Abstract

The natural recognition of quantum nonlocality follows from the fact that a quantum wave is spatially extended. The waves of fermions display nonlocality in low energy limit of quantum fields. In this ab initio paper, we propose a complex-geometry model that reveals the effect of nonlocality on the interaction between material particles of spin 12. To make nonlocal properties appropriately involved in a quantum theory, the special unitary group SU(n) and spinor representation D(1∕2,1∕2) of Lorentz group are generalized by making complex spaces—which are spanned by wave functions of quantum particles—curved. The curved spaces are described by the geometry used in general relativity by replacing the real space with complex space and additionally imposing the analytic condition on the space.
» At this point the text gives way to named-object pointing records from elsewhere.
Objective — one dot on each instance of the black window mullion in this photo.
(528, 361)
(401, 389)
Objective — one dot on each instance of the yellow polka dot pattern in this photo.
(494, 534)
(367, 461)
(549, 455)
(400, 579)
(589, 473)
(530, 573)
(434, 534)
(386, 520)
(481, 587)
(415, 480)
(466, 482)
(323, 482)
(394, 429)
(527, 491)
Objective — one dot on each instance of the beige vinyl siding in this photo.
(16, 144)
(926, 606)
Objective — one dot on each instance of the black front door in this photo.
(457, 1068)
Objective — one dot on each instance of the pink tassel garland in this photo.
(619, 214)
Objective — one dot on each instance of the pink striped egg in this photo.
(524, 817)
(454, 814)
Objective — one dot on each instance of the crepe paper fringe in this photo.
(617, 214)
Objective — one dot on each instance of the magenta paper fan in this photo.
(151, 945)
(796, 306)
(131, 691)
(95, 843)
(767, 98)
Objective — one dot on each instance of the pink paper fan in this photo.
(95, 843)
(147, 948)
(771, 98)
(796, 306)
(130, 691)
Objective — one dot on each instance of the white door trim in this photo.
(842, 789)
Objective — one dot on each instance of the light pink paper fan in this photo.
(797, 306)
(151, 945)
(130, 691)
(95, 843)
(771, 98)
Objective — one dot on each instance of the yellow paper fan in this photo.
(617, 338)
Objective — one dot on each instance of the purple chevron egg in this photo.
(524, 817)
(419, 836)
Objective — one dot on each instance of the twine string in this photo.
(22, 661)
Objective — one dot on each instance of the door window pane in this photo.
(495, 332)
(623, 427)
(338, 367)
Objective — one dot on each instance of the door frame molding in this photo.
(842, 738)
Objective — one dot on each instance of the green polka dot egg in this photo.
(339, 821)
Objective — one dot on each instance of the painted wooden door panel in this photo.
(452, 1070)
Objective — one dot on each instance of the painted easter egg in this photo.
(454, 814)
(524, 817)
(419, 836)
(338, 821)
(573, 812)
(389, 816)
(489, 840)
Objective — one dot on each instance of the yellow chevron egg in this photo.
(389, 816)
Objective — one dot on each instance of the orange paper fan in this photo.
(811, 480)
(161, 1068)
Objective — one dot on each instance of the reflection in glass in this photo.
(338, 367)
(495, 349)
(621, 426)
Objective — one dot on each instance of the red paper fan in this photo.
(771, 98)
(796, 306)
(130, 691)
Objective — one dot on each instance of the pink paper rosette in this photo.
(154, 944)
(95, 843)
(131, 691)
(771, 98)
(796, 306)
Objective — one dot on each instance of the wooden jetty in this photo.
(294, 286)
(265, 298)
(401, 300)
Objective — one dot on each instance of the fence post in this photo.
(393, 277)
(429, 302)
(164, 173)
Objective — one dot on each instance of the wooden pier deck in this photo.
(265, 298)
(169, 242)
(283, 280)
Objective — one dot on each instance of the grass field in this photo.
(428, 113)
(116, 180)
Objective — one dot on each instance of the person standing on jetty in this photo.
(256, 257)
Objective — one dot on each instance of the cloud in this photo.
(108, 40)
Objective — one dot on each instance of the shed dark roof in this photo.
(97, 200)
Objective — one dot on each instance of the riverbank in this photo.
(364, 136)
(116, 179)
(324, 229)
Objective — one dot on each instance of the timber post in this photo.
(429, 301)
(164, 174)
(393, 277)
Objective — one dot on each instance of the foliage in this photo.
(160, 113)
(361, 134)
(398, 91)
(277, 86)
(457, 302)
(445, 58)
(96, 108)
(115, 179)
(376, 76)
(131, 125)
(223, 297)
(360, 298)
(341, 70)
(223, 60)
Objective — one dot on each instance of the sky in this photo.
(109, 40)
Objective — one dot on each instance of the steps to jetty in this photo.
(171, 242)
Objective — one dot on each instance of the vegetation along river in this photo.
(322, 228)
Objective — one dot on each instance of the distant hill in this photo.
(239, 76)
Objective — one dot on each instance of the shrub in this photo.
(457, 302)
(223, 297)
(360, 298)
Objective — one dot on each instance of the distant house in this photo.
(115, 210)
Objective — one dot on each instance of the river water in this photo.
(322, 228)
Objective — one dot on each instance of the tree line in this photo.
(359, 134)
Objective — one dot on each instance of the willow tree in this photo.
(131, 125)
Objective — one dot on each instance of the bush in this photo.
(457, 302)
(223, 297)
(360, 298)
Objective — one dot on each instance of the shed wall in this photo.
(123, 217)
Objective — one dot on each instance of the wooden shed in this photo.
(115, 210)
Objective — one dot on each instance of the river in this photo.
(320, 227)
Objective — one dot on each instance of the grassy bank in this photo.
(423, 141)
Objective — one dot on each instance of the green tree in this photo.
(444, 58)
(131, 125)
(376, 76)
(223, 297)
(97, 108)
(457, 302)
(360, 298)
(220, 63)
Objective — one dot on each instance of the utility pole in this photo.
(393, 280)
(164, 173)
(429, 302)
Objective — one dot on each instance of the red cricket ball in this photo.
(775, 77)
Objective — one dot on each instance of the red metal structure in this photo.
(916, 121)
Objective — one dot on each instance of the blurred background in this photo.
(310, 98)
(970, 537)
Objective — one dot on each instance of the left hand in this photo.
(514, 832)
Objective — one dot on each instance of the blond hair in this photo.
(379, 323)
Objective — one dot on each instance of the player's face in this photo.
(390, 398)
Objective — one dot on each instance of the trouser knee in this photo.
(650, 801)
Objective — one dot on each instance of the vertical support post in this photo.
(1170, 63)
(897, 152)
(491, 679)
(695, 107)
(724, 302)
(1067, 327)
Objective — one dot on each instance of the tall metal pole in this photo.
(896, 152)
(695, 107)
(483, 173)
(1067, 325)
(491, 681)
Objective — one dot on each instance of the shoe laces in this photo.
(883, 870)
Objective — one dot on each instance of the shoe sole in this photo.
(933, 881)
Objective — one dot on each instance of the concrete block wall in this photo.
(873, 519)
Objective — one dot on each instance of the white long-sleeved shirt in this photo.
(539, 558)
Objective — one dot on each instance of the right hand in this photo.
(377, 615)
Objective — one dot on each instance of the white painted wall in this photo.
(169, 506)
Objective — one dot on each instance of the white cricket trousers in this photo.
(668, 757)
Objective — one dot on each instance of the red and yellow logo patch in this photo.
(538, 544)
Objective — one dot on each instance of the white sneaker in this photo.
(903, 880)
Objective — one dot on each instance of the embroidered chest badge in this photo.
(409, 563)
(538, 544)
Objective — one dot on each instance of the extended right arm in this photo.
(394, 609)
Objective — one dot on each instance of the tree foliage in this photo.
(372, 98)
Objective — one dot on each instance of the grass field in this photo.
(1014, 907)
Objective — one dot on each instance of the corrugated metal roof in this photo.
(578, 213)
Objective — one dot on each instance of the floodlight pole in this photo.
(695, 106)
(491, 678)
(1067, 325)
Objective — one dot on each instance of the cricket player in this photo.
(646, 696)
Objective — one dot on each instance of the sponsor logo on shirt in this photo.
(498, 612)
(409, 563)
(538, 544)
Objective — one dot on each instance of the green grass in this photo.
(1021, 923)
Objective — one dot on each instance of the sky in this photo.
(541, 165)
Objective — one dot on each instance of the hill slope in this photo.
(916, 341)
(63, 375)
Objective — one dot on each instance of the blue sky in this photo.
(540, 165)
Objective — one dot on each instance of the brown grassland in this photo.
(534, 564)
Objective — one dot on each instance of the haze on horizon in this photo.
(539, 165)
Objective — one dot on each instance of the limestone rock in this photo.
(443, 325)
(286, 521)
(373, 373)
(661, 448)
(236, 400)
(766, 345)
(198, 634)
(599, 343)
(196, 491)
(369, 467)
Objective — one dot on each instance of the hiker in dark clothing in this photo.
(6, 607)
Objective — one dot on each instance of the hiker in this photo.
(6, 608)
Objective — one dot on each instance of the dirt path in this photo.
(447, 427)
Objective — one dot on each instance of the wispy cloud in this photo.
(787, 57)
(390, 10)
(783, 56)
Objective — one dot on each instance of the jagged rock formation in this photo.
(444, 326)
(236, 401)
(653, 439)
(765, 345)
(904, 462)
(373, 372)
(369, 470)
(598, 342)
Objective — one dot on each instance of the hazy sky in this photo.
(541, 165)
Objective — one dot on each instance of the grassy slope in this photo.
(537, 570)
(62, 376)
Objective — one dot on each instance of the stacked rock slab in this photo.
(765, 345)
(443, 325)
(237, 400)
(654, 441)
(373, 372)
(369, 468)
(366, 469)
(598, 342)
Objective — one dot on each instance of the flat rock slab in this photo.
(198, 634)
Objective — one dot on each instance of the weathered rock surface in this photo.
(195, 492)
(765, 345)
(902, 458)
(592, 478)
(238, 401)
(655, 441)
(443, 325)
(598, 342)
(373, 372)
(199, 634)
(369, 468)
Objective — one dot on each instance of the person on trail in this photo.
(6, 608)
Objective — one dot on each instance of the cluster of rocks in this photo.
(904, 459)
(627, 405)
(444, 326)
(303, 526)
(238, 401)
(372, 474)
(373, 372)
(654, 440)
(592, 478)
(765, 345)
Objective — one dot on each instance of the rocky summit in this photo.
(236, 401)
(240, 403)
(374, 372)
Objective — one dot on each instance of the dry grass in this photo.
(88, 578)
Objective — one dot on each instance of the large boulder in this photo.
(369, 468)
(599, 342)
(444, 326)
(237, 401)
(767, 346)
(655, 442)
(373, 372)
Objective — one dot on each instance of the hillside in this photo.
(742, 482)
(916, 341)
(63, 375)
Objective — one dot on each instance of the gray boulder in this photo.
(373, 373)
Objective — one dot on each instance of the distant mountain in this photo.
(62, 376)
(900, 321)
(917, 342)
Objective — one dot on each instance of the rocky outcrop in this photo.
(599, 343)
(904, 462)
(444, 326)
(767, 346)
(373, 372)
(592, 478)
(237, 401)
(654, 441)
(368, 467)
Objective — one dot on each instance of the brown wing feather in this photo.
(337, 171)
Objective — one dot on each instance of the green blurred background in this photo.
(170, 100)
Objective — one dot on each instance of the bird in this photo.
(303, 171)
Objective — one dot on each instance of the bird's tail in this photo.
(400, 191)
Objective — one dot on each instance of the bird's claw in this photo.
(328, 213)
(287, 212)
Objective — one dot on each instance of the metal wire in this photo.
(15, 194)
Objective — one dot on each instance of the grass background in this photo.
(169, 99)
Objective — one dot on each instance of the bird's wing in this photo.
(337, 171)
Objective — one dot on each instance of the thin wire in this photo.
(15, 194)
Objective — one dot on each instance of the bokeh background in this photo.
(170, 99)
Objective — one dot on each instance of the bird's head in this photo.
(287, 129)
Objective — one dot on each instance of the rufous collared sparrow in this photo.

The field equations for fermions and for bosons are, respectively, associated with geodesic motion equations and with local curvature of the considered space. The equation for fermions can restore almost all the terms of quadratic form of Dirac equation. According to the field equation, it is found that for the U(1) field (generalized quantum electrodynamics), when the electromagnetic fields E⃗ and B⃗ satisfy E⃗2−B⃗2≠0, the bosons will gain masses. In this model, a physical region is empirically defined, which can be characterized by a determinant occurring in boson field equation. Applying the field equation to U(3) field (generalized quantum chromodynamics), the quark-confining property can be understood by carrying out the boundary of physical region. It is also found out that under the conventional form of interaction vertex, γμAμ, only when the color group SU(3) is generalized to U(3) is it possible to understand the strongly bound states of quarks.